Home | About | Sematext search-lucene.com search-hadoop.com
 Search Hadoop and all its subprojects:

Switch to Threaded View
Hive >> mail # dev >> [DISCUSS] HCatalog becoming a subproject of Hive

Copy link to this message
Re: [DISCUSS] HCatalog becoming a subproject of Hive
I am not sure where we are on this discussion.  So far those who have chimed in seemed generally positive (Namit, Edward, Clark, Alexander).  Namit and I have different visions for what the committership might look like, so I'd like to hear from other Hive PMC members what their view is on this.  I have to say from an HCatalog perspective the proposition is much less attractive without some commit rights.

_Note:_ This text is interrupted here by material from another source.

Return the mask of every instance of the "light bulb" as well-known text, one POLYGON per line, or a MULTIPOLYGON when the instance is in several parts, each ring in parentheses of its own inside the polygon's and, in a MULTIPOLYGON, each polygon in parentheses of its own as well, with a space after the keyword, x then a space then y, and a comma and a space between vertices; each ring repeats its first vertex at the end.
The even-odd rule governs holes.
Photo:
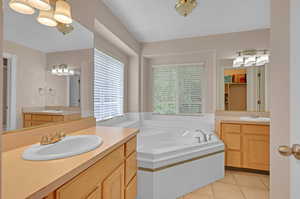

On a related note, people should be aware of these threads in the Incubator list:


For those not inclined to read all the mails in the threads I will summarize (though I urge all PMC members of Hive and PPMC members of HCat to read both mail threads because this is highly relevant to what we are discussing).  There are two salient points in these threads:

1) It is not wise to build a subproject that is distinct from the main project in the sense that it has separate community members interested in it.  Bertrand, Arun, Chris Mattman, and Greg Stein all spoke against this, and all are long time Apache contributors with a lot of experience.  They were all of the opinion that it was reasonable for one project to release separate products.

2) It is not wise to have committers that have access to parts of a project but not others.  Greg and Bertrand argued (and Arun seemed to imply) that splitting up committer lists by sections of the code did not work out well.

These insights cause me to question what we mean by subproject.  I had originally envisioned something that looked like Pig and Hive did when they were subprojects of Hadoop.  But this violates both 1 and 2 above.  Given this input from many of the "wise old timers" of Apache I think we should consider what we mean when we say subproject and how tightly we are willing to integrate these projects.  Personally I think it makes sense to continue to pursue integration, as I think HCat is really a set of interfaces on top of Hive and it makes sense to coalesce those into one project.  I guess this would mean HCat becomes just another set of jars that Hive releases when it releases, rather than a stand alone entity.  But I'm curious to hear what others think.  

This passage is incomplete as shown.